Character development for a serious comic is not about randomly selecting a character from an online source. Just like any story, the characters have a personality that you want readers to connect with. It’s not just their dialogue, but theirs other subtle nuances and props that help guide the reader and tell the story.
That all said, our character line-up from my previous post are quite different now. Below is a then and now line-up.
As you can see, four of our six characters were completely redone. Frances and Carlos remain the same. RJ, one our main characters needed to be more muscular, taller, and display an attitude that he doesn’t need help. Tiffani remains pregnant but needed a softer, younger, and prettier appeal. Stu was too general-looking and needed a look that portrayed his personality as someone who could relate to younger people on the street. Jan got a total makeover to look a bit older and prettier. From THEN to NOW, RJ went through another 3-4 renditions, Stu took on a similar look and feel of the first RJ, while Tiffani and Jan just needed a new look from the shoulders up.
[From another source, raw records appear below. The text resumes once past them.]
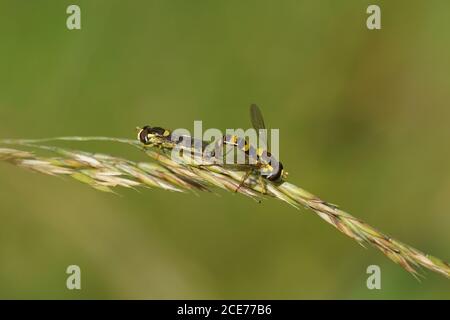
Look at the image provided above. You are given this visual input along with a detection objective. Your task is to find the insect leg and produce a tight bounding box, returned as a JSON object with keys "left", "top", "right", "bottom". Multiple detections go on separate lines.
{"left": 259, "top": 175, "right": 267, "bottom": 195}
{"left": 235, "top": 169, "right": 254, "bottom": 193}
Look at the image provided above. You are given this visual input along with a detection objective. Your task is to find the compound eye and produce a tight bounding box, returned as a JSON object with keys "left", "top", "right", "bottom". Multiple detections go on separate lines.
{"left": 139, "top": 126, "right": 151, "bottom": 144}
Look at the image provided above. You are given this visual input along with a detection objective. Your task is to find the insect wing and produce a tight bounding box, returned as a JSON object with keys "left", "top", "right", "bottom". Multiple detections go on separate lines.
{"left": 250, "top": 104, "right": 269, "bottom": 150}
{"left": 250, "top": 104, "right": 266, "bottom": 131}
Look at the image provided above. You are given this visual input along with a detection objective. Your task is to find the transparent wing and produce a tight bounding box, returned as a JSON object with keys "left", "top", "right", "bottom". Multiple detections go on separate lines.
{"left": 250, "top": 104, "right": 268, "bottom": 148}
{"left": 250, "top": 104, "right": 266, "bottom": 131}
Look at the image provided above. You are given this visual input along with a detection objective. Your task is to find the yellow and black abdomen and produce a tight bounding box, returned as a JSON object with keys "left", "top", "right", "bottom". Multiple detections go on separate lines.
{"left": 222, "top": 134, "right": 284, "bottom": 182}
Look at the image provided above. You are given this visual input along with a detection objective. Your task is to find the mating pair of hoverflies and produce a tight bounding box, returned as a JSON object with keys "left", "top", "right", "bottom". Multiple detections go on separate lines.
{"left": 137, "top": 104, "right": 286, "bottom": 191}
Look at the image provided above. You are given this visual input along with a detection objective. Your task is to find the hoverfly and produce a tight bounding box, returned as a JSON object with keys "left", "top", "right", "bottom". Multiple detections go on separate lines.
{"left": 137, "top": 104, "right": 286, "bottom": 192}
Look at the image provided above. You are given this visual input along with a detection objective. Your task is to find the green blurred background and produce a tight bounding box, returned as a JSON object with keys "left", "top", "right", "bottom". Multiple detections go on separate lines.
{"left": 0, "top": 0, "right": 449, "bottom": 299}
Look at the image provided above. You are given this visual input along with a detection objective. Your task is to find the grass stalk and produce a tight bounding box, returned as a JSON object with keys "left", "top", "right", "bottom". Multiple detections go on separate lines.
{"left": 1, "top": 136, "right": 449, "bottom": 279}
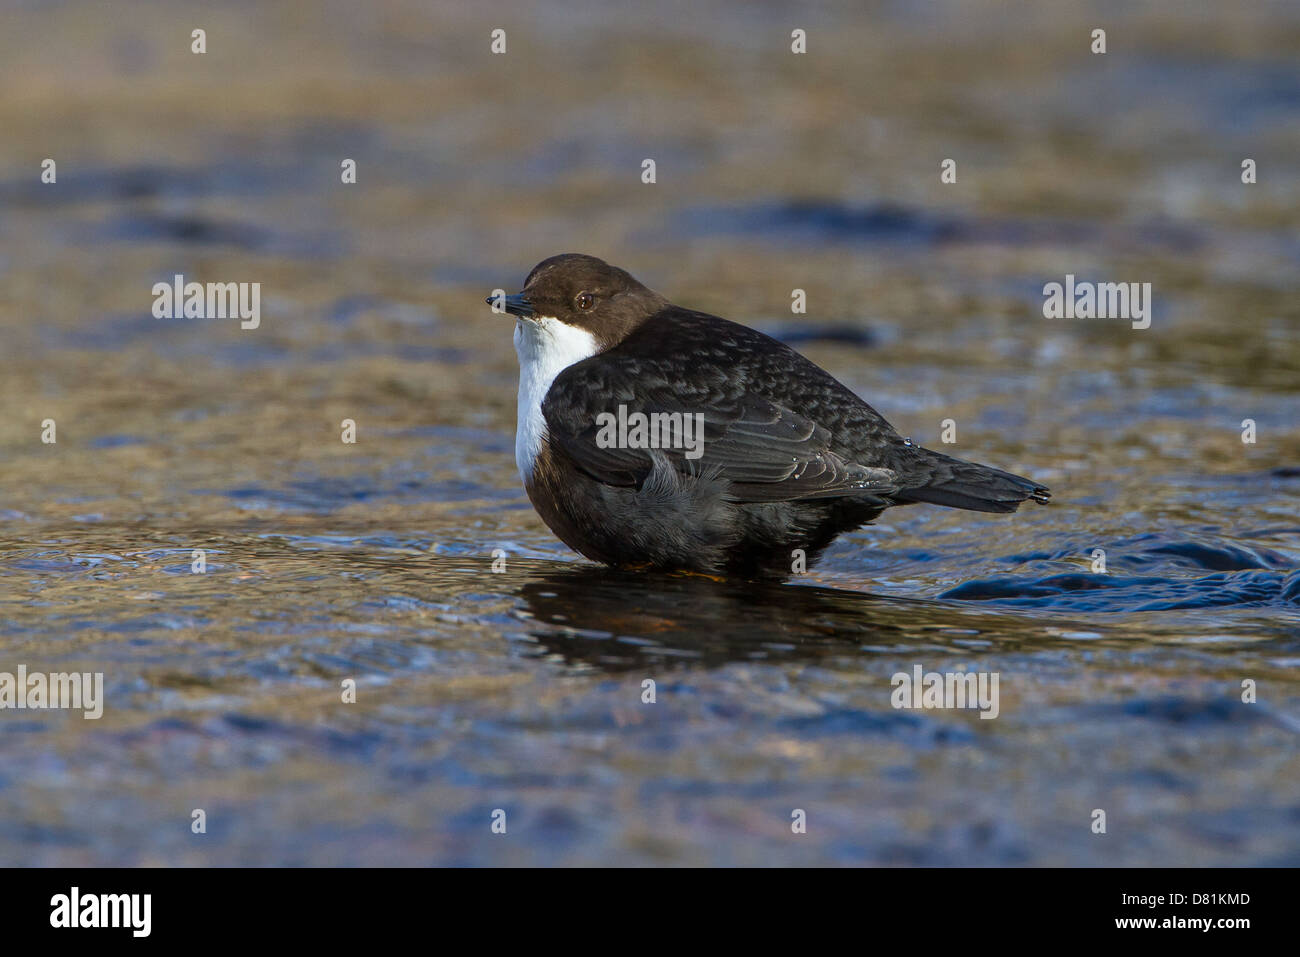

I had moved into production with characters getting full color when these changes were requested. Lost time? Yes. Lesson learned here is to vet out the characters completely according to the script, their individual roles, and how they will interact with each other. It set us back about two weeks and have since recovered, but now face a new set of challenges (more on that in a later post…).
Characteristics of Characters:
Take a look at the new line up again. Notice certain characteristics about each? Frances has a beaded bracelet on her right wrist with a matching set of hoop earrings. You may think this is just an outfit designed with accessories, but in fact those small wardrobe accessories become key props in some transitions within the story.
There’s actually a funny story that goes with Frances’ bracelet. During the storyboarding process there is a scene transition from Frances’ office to Tiffani’s apartment. The dialogue for Frances in one scene suggests she’s headed over to Tiffani’s apartment, but the next scene begins with Tiffani inside her apartment talking. A big part of designing a serious comic is the visual narrative and how to keep the story going in a sequential path even though there’s no dialogue. How do you move from an office environment to inside a person’s apartment in a matter of single scene transition?
One of the basic fundamentals in sequential storytelling, or comics, is the “establishing shot.” It can be a single panel or a series of panels to ensure the characters are established in the setting for the reader. We needed an establishing shot for Tiffani’s apartment, but we didn’t want to drag the beginning of that scene because it would slow the pace down more than desired.
Just as we were winding down that day’s storyboarding session, I suggested we put a big purple beaded bracelet on Frances. Since Frances is in the two preceding scenes, we’ll establish that bracelet is on her wrist. Then, to transition from the end of the office scene to Tiffani’s apartment we’ll add two panels. The image below shows the first panel on the left as the original ending to that scene. Adding one panel showing Frances leaving the building, and another panel simply showing her knocking on an apartment door, we’ve “established” that Frances is indeed visiting Tiffani at her apartment.
Here’s the funny part. About an hour after Greg (artist) left for the day my wife comes into the studio and shows me her new bracelet that just arrived in the mail.
Yeah, that was eerie! I took this photo immediately and sent it to Greg as a reference. Hence, Frances is now wearing this bracelet.